Getafix : Using Popularity to Curtail Memory Costs in Interactive Analytics Engines
by Mainak Ghosh, Ashwini Raina, Le Xu, Xiaoyao Qian, Indranil Gupta, Himanshu Gupta
Joint work between University of Illinois Urbana-Champaign and Oath
In Proceedings of EuroSys’18: Thirteenth EuroSys Conference 2018
Getafix is a data replication scheme that cuts memory costs in interactive analytics engines.
Getafix tracks data segment popularity in a cluster and runs a modified best-fit algorithm to find a memory efficient allocation. It is built upon our optimal solution to the static version of the scheduling problem, which yields a solution that has the least makespan and replication factor. In practice, it can cut cluster memory costs by 2X without sacrificing query performance and save firms as much as $10 million annually. It also automatically tiers popular data to powerful nodes in a heterogeneous cluster and greatly simplifies sys admin work.
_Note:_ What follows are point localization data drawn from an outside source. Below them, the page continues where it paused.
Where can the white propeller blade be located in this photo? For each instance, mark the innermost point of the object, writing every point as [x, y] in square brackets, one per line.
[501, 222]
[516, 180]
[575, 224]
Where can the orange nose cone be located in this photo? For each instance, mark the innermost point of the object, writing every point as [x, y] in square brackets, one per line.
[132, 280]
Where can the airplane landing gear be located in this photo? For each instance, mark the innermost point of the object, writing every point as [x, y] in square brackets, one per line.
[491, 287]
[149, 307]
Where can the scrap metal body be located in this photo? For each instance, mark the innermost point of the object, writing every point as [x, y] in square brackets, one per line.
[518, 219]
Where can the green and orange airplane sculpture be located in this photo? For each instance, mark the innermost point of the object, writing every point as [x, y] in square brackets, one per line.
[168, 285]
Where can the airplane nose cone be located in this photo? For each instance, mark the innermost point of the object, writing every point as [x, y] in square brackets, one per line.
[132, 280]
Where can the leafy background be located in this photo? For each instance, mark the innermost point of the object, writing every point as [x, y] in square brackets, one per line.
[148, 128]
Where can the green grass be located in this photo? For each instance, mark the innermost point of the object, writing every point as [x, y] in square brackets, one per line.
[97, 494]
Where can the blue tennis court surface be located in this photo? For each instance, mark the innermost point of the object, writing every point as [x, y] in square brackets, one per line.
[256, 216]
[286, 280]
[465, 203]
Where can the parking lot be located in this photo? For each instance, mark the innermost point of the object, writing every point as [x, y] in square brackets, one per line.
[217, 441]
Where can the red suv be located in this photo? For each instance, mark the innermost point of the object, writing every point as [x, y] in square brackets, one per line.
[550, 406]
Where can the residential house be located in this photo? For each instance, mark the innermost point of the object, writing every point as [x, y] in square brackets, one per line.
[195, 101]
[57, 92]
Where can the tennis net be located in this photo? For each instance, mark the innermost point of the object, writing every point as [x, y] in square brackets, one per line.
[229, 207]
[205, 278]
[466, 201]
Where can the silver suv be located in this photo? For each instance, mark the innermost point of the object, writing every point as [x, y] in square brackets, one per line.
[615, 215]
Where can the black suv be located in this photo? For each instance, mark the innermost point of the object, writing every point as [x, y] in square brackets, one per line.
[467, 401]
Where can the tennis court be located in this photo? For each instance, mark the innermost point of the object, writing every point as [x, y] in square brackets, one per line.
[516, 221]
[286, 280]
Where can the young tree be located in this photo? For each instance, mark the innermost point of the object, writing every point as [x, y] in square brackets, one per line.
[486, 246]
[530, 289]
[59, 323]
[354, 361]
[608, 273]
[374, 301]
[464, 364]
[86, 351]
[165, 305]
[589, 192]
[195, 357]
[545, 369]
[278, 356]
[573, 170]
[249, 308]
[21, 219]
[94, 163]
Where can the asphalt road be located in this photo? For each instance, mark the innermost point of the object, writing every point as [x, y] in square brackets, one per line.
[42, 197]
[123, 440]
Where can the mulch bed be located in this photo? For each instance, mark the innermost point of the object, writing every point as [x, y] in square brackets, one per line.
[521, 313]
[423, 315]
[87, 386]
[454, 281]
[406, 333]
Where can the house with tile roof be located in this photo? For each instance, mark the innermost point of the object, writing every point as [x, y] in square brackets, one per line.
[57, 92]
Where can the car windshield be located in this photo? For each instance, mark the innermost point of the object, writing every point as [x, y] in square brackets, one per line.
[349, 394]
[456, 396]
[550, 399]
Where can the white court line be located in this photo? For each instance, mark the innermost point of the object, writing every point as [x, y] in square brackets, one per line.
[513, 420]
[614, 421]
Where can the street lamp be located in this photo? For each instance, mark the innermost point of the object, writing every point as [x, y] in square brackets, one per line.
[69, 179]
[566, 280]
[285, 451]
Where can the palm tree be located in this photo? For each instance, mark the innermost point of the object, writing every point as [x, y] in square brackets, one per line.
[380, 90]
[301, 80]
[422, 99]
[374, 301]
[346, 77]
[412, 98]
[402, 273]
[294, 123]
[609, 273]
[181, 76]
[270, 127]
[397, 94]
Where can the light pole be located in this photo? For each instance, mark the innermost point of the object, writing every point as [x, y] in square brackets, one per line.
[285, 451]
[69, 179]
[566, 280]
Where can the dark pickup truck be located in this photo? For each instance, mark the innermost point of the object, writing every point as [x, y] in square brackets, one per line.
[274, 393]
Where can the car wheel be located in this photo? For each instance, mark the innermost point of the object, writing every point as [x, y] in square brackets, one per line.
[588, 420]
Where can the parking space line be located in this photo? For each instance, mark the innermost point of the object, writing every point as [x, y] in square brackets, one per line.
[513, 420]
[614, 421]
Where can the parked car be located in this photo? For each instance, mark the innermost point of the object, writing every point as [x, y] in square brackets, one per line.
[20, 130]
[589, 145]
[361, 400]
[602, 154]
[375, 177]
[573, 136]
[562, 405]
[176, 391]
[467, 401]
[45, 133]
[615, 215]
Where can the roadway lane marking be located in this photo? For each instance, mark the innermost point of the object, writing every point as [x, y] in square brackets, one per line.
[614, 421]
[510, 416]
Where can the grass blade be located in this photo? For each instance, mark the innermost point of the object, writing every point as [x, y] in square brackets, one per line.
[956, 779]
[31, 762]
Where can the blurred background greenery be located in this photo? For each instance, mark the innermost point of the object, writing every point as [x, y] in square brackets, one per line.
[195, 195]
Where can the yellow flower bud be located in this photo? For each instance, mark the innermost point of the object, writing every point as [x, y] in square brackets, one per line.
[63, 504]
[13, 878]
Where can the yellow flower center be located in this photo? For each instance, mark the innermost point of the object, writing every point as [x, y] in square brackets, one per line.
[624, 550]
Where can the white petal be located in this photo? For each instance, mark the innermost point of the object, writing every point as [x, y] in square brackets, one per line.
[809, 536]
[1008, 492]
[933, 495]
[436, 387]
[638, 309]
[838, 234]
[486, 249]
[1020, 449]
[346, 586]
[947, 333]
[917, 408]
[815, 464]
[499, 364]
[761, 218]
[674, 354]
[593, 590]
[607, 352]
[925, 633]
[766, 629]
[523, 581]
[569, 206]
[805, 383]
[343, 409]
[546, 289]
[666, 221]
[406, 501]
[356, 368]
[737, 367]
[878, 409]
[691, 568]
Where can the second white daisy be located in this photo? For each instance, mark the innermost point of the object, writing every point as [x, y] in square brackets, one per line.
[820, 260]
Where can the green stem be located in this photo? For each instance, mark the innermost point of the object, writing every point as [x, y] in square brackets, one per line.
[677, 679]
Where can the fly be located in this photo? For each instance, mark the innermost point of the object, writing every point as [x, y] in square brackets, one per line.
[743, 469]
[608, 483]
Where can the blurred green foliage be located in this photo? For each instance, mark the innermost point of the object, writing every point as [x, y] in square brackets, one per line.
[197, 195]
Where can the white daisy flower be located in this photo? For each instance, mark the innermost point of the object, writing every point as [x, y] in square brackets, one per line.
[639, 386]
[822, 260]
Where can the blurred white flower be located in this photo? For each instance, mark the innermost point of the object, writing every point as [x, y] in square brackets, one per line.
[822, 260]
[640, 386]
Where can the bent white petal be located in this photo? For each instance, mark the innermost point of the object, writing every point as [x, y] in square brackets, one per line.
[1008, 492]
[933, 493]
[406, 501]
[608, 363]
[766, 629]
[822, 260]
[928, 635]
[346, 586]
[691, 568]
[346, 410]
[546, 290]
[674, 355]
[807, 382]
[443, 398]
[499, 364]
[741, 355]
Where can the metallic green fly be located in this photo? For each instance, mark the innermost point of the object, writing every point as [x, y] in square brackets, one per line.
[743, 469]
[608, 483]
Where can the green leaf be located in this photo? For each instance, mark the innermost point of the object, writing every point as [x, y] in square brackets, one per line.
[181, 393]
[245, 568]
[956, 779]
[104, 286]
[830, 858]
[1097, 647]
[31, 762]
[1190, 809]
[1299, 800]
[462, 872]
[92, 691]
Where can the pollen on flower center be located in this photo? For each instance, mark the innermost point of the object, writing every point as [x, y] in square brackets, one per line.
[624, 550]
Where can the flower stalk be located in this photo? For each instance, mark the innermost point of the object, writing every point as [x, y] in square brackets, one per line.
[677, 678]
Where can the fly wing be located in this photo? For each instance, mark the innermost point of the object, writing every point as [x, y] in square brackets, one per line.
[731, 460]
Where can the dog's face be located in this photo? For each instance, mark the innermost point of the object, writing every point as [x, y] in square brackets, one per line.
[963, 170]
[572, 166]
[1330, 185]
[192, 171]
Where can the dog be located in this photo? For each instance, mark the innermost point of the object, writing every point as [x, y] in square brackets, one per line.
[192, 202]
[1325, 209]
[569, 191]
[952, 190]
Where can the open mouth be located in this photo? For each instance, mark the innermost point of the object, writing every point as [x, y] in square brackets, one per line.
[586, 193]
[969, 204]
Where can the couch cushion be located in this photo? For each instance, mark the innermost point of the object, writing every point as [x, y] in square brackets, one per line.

Frequently Asked Questions
What are interactive analytics engines?
Interactive analytics engines are used for running real-time analytics on massive scale. Applications include usage analytics, revenue reporting, spam analytics, ad feedback, and others. Some of the popular interactive analytics engines are Druid, Amazon’s Redshift, Google’s Mesa, Presto and Linkedin’s Pinot.
In interactive data analytics engines, data is continuously ingested from multiple pipelines including batch and streaming sources, and then indexed and stored in a data warehouse. This data is immutable. The data warehouse resides in a backend tier, e.g., HDFS or Amazon S3. As data is being ingested, users (or programs) submit aggregation based queries to analyze data in an interactive way.
What are the tradeoffs with using less memory?
Reducing memory in these systems impacts performance. We measure this tradeoff by running experiments with an uniform replication strategy where all segment are replicated 4, 7 and 10 times. The curve has a knee when all segments are replicated 7 times. We do not observe a steady improvement in performance because over-replication often leads to query hotspots because of data colocation. Selective Replication schemes like Scarlett improve on both performance and memory because popular segments now have more replicas to divide the query load. Getafix improves on Scarlett by reducing memory by 2X with less than 5% impact on performance at median.
How does Getafix do it?
Getafix smartly colocates popular segment replicas with unpopular segments, thereby ensuring it gets a larger share of cluster compute. This is unlike Scarlett which alleviates query hotspots by creating more replicas of popular segments. Getafix models the problem as a colored variant of the well-known balls and bins problem. There are several other system design decisions in the paper involving: query routing, segment load balancing, minimizing network transfers, segment replica deletion and garbage collection..
How much dollar cost can Getafix save?
Scarlett, a popular data replication scheme used in batch systems like Hadoop, has a data replication factor of 4.2 in interactive analytics engines. Getafix has a replication factor of 1.9. In a public cloud deployment, where working set data size is 100 TeraBytes, Getafix can reduce memory usage by approximately 230 TB (100 TB × (4.2–1.9)). This amounts to cost savings of 230 × 1000 GB × $0.005/GB/hour = $1150 per hour ($0.005/GB/hour is the approximate pricing of memory on AWS). Annually, this would amount to $10 million worth of savings.
How does Getafix automatically tier a cluster?
Today system administrators manually configure clusters into tiers by grouping machines with similar hardware characteristics into a single tier. They use hardcoded rules for placing segments within these tiers, with recent (popular) segments assigned to the hot tier. Eschewing this manual approach, Getafix continuously tracks changes in segment popularity and cluster configuration, to automatically move popular replicas to powerful HNs, thereby creating its own tiers. Below figure shows the auto-tiering efficiency of Getafix on a heterogeneous cluster. Plot on the right is using Getafix with heterogeneity optimizations which automatically tiers the cluster into three tiers with 75% accuracy.